Elle a notamment eu cette phrase qui m'a choquée et que France Inter a tweeté par la suite. "Ce qui est arrivé à Théo était une atteinte à sa masculinité."
Qu'a-t-elle voulu dire, aucune interprétation qui me viendrait à l'esprit est exempt de clichés et de représentations des genres stéréotypées. Ça m'a piqué fort les oreilles.
Le viol est-il donc une agression qui est réservée aux femmes et remet en question la masculinité des hommes ? La pénétration est-elle perçue comme typiquement réservée aux femmes et atteint les hommes dans leur essence lorsqu'ils en sont victimes ? Un homme qui a une pratique du plaisir par pénétration remet-il en question sa masculinité ?
Je ne pense pas que France Inter ait tweeté cette phrase parce qu'ils sont en désaccord avec elle, je n'ose penser qu'ils partagent ces représentations là, alors qu'ai-je loupé ?

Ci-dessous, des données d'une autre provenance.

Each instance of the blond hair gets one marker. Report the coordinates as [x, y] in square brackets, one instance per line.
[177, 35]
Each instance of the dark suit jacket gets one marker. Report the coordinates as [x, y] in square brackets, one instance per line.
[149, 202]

Alors je ne sais pas dans quel contexte elle a fait cette déclaration mais ce n'est pas complètement aberrant. Le viol est crime dont la perpétration est fortement imprégnée de stéréotypes de genres et de stéréotypes hétérosexuels.
Or, dans le cas du "viol punitif" (qui est clairement ce qu'a subi Théo), l'idée du violeur est de "remettre à sa place" sa victime, et généralement c'est à sa place de femme dominée quand c'est une femme, ou de lui montrer qu'il est tout autant dominé quand c'est un homme. Et quelle est la meilleure manière de signifier à un homme qu'il est dominé? En le traitant "comme une femme".

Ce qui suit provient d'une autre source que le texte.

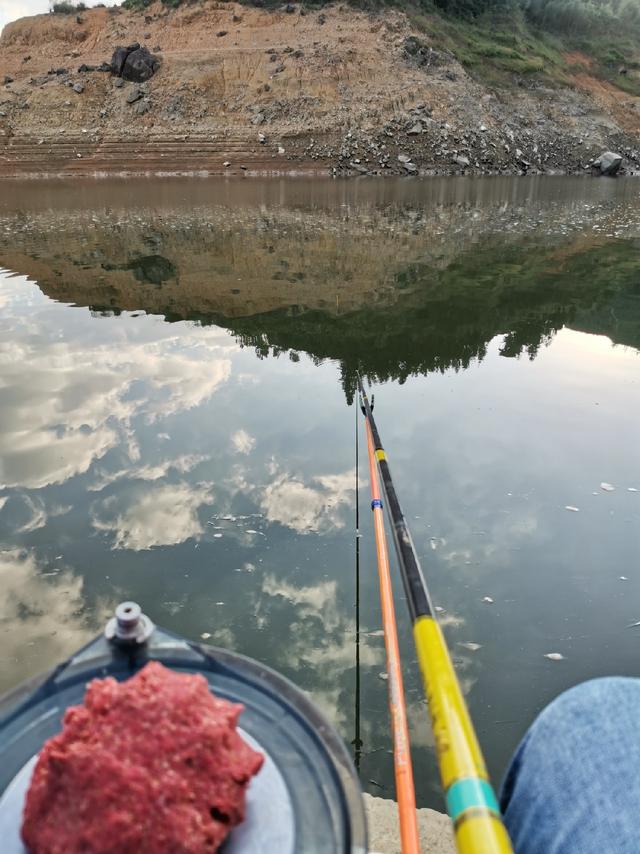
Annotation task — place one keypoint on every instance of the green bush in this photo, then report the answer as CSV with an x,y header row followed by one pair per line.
x,y
65,7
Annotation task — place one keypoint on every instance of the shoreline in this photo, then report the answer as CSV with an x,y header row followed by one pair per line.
x,y
435,828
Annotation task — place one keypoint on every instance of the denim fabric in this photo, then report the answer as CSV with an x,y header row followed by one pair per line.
x,y
573,786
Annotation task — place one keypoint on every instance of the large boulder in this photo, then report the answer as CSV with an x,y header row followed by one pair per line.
x,y
608,163
119,58
140,65
134,63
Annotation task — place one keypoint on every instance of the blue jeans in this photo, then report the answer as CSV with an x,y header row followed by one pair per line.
x,y
573,786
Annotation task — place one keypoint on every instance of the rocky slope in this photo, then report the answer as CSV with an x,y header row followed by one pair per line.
x,y
243,88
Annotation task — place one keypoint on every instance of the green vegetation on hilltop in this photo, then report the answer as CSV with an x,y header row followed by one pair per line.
x,y
503,41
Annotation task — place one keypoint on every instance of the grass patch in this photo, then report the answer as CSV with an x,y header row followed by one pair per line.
x,y
64,7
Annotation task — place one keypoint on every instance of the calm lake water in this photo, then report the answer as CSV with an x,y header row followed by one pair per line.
x,y
177,372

Or, la sodomie est associée aux pratiques homosexuelles, qui sont souvent vu comme des pratiques effeminées (puisqu'un homme prend supposément le rôle de "la femme"). C'est une pratique très très connotée pour beaucoup d'hommes hétéros, à tel point que nombre d'entre eux sont fascinés par l'anus de leur femme mais refusent obstinément qu'on touche même leur propre fessier, alors se faire toucher l'anus n'imaginons pas le drame, tant ils ont peur de passer une barrière mystérieure qui les rendraient très efféminés. Et ce n'est pas que se faire toucher les fesses ou l'anus par quelqu'un qu'ils désirent ne leur plait pas d'un point de vue sensations, non, au contraire plusieurs d'entre eux PANIQUENT s'ils ressentent une sensation agréable parce qu'ils craignent d'être vus comme "gays". Et même s'ils ne se le disent pas explicitement, certains hommes qui ne rechignent pourtant pas à toucher l'anus de leur partenaire jugent le leur intouchable comme une évidence qui si'mpose.

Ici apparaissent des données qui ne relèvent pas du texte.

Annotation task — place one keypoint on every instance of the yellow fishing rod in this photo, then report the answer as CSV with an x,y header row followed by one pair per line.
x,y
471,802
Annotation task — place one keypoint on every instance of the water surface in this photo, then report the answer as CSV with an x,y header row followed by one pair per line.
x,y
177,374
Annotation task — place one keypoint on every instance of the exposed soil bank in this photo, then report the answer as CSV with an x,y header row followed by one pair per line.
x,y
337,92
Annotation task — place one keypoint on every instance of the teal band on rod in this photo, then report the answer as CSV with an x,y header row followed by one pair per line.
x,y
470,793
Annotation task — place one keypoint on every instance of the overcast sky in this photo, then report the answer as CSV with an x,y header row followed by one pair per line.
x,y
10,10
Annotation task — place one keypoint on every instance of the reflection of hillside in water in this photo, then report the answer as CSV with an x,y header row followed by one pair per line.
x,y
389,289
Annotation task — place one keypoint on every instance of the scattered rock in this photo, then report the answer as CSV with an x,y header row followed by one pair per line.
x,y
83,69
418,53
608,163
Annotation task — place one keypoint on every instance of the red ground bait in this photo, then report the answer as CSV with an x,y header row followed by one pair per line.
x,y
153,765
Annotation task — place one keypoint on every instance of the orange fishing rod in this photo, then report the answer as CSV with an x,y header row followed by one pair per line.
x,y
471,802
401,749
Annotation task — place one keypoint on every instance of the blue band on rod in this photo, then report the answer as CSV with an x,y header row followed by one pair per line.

Donc quand les policiers ont violé Théo, ils lui ont clairement signifié "c'est nous les dominants" et ils ont estimé inconsciemment, en tant que mecs cis bien imprégnés de stéréotypes de genre, que la meilleure manière d'humilier un homme était de lui montrer sans doute possible qu'il était traité comme une femme, et par là "atteindre Théo dans sa masculinité". Il y a certains milieux professionnels qui se construisent pas mal autour des stéréotypes de genre, généralement les milieux où on utilise la force, où on exerce un certain ascendant sur les autres et où les équipes sont largement masculinisées, comme le milieu de la Police. Et dans ces milieux là, défendre sa virilité devient un comportement clé. Pas étonnant donc qu'ils aient spontanément eu le sentiment que remettre en cause la masculinité d'un homme va le détruire.
C'est aussi parce qu'il y a cette symbolique de la sodomie qui humilie les hommes que
beaucoup d'hommes souvent vagument compatissants mais pas plus aux problèmes vécus dans les banlieues ou à d'autres viols ont été bouleversés et choqués en entendant parler de ce qui était arrivé à Théo, ils se sont sentis directement
concernés, ils ont imaginé la scène qui leur arriverait à eux, ce qui est assez rare dans les affaires de viols.
Bref, peut-être que ce n'est pas du tout comme ça que la phrase a été utilisée sur France Inter mais elle est loin d'être aberrante en elle-même!